In more general terms, neural networks are a set of algorithms designed to recognize patterns.
This makes them great at image classification and image recognition. To the machine or model that you build, and image is just a set of data, an array of values typically between 0 and 255 that represent pixel values. If it can represent certain patterns associated with certain outcomes, it can learn to solve a problem.
The name ‘neural network’ is derived from their structure of a network of nodes. It’s modeled around the human brain, which contains many different neurons each connected to each other and requiring activation to produce results.
Each network contains several layers. Each layer contains operations to either process inputs or map pathways through the network. These pathways produce specific outputs.
Each layer is a mini-network itself of many interconnected nodes. The number of nodes depends on the complexity of the problem you’re trying to solve. Each node is assigned a weight and a bias.
Weights are assigned an initial value that changes over time. When you train your model, you alter the weights. The weights are assigned specifically to a connection between nodes rather than one node.

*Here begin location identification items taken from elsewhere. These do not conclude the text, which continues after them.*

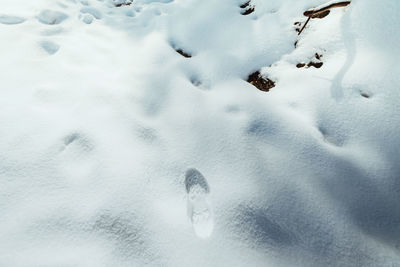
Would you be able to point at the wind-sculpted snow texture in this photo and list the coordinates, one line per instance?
(101, 120)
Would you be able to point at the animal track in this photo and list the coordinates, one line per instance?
(51, 17)
(248, 8)
(315, 62)
(92, 11)
(260, 82)
(199, 210)
(10, 20)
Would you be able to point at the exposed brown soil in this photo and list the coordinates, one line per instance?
(183, 53)
(261, 83)
(248, 8)
(320, 15)
(312, 12)
(313, 63)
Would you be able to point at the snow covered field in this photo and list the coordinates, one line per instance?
(115, 150)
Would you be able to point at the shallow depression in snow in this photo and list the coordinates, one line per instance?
(131, 137)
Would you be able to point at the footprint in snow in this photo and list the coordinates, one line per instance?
(50, 47)
(199, 209)
(10, 20)
(51, 17)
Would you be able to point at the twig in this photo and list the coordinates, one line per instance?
(304, 25)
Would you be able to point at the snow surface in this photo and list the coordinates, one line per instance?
(100, 119)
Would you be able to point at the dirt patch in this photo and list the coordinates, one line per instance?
(183, 53)
(248, 8)
(324, 8)
(315, 62)
(261, 83)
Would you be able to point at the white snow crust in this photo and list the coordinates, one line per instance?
(100, 118)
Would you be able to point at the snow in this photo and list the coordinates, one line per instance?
(100, 120)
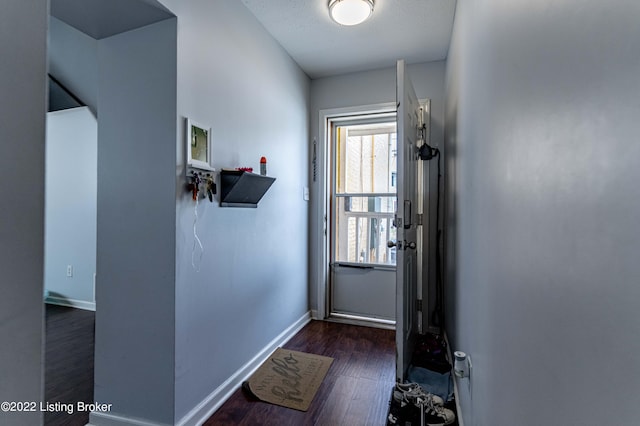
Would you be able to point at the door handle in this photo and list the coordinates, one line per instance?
(412, 245)
(353, 265)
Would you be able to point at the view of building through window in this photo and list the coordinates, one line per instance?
(365, 193)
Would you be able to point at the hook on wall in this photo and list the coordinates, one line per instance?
(201, 183)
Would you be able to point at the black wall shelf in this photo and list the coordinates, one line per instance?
(242, 189)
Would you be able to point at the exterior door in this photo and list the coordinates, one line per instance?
(363, 198)
(408, 120)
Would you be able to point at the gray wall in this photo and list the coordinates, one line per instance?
(70, 206)
(22, 132)
(73, 60)
(543, 202)
(367, 88)
(135, 287)
(252, 279)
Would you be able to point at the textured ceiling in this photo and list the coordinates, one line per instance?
(413, 30)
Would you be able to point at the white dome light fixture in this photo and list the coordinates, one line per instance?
(350, 12)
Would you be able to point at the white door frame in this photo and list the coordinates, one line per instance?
(320, 227)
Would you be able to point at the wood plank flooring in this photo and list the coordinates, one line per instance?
(355, 391)
(68, 362)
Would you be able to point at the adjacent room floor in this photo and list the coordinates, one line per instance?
(68, 362)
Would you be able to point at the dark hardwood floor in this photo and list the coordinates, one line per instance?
(68, 362)
(355, 391)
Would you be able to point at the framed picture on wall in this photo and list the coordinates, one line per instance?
(198, 142)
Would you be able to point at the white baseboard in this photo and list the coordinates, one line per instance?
(200, 413)
(72, 303)
(107, 419)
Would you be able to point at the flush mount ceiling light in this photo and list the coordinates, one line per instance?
(350, 12)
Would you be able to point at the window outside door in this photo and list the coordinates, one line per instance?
(363, 205)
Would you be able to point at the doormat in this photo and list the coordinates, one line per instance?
(289, 378)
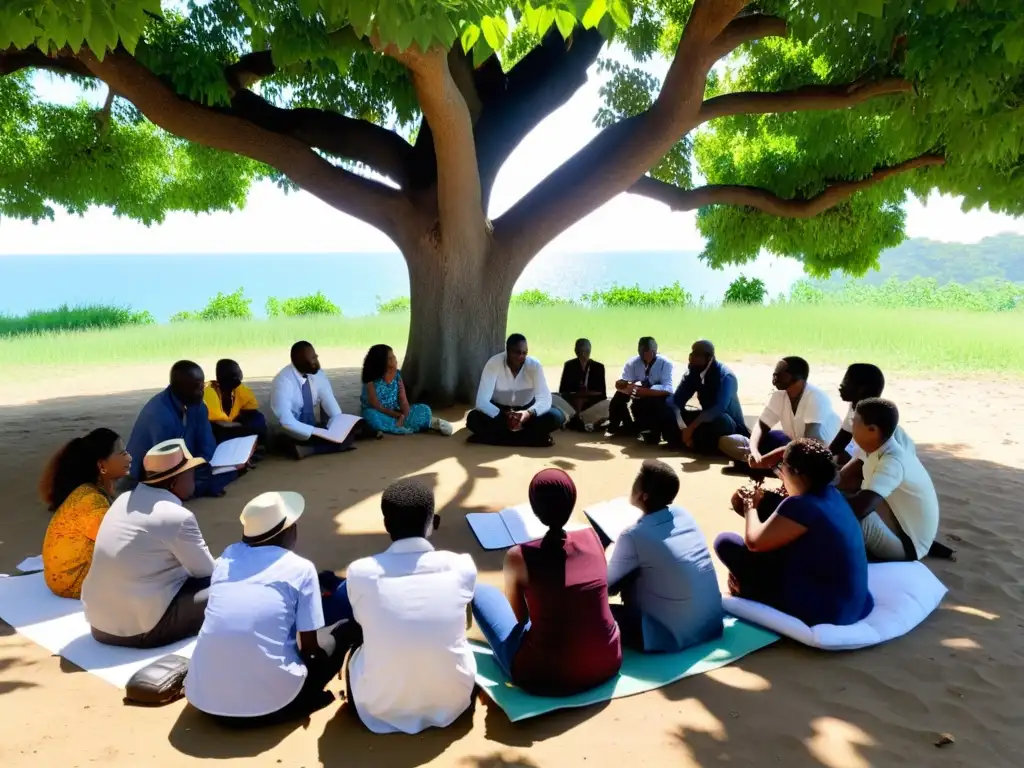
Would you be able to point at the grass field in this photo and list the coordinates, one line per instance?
(910, 340)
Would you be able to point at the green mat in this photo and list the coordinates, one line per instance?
(640, 673)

A bias is a constant value assigned to each node.
How is the weight useful to us?
The weight determines which path to take once a node receives an input. More specifically: how important that path is. This repeats until we reach the end of the network.
At each layer an activation function will be attached to each node at the layer. Certain activation functions are better for certain tasks. An activation function is a way to sum up all the inputs of a layer. It will transform the sum depending on the function you use and will produce an output.
The output will propagate throughout the network until the end. At the end, you can sum all the input values, perform a function, and produce a meaningful output.
Machine learning example
For example, suppose the end sum of your activation function produces an output of 0.1 on the inputs. Suppose in this example, we’re using a neural network to determine if an image is of a face. The closer to 1 that the output value is, the more likelihood it is that the image has a face.
Based on this example, an output of 0.1 means we don’t have a face. If the sum of the weights after the activation function is 0.8, you probably have an image of a face.
For each node in the middle of the network, the input of a node is the output to another node. During training, when you receive inputs and feed in a bunch of data to a network over and over again, the weights will be adjusted in such a way that it starts to learn certain patterns and associate them with outputs.
The network adjusts the weights accordingly so that if you get a face image, the network will know to take certain pathways. Whereas if you get a non-face image, the network will know to take different pathways to the weights we’ve trained. The data runs through one side to the other until a pattern is recognized and we get similar data mapping to similar pathways.